Surprise! Apple Gadgets Have a Security Flaw

Technology > Security

Apple Gagdets / Photo Credit via Pexels

 

Apple has given consumers a lot of reasons to patronize its products, whether it’s a smartphone, computer, or even its online store. For a lot of people, the company has become synonymous with the concepts of quality, high-technology, and a great user experience.

One of the main reasons for this reputation is because of the company’s impressive track record when it comes to the security system for all their products and platforms. There has always been a strong belief that virus or malware is not something that can infect Apple products. In fact, according to a Forbes report, the Democratic National Committee (DNC) was replacing all their Android gadgets with iPhones amidst concerns of hacking as the midterm elections get nearer.
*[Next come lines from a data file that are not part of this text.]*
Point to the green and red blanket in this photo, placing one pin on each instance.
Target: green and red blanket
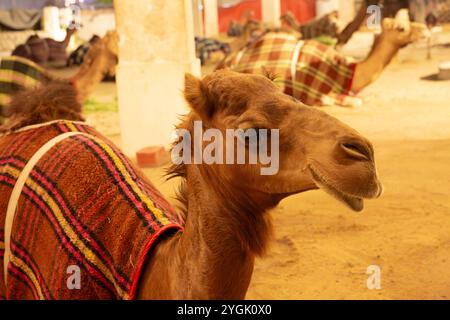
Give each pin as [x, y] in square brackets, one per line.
[308, 70]
[83, 206]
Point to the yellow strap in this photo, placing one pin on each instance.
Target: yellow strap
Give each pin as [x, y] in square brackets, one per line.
[294, 61]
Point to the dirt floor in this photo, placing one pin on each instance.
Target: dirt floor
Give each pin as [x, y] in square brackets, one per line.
[321, 250]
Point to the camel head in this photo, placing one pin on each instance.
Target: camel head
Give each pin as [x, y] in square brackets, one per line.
[315, 150]
[401, 31]
[103, 54]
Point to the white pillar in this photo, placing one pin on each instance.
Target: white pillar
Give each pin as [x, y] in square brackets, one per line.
[156, 48]
[346, 11]
[211, 11]
[197, 10]
[271, 12]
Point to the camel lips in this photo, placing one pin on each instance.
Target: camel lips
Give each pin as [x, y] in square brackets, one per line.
[254, 140]
[355, 203]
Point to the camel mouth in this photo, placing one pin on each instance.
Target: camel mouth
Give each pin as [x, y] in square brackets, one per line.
[353, 202]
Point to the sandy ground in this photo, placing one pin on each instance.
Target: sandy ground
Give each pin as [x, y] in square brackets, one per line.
[321, 250]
Of course, nothing in this world is perfect, and that includes Apple’s vaunted security systems. Per another Forbes article written by Thomas Brewster, researchers discovered a unique method of stealing business Wi-Fi and application passwords using one of the company’s own products. They were able to modify an Apple technology that was designed to help companies manage and secure officially issued iPhones and Macs.

Citing researchers from Duo Security, the article pointed to the openness of Apple’s Device Enrollment Program (DEP) as the system’s weakness because it allows the enrollment of a rogue device, thereby making it possible to steal Wi-Fi passwords and confidential business information. While Apple does require user authentication when an iPhone or a Mac is enrolled on DEP, it is up to the business to require the enrollee to prove who they are. If the organization forgoes the authentication process, a hacker can find a DEP serial number of a real device that’s already registered but has not yet been set up on their mobile device management (MDM) server. The hacker can then use that serial number to enroll the rogue device on the MDM server and use it to get passwords for applications and Wi-Fi.

Experts have weighed in on this issue, and said that the best way to deal with this weakness is for Apple to use encryption technology on the chips of latest iPhones and Macs so that these devices can be uniquely identified when being enrolled on DEP. They also suggested using stronger, enforced authentication.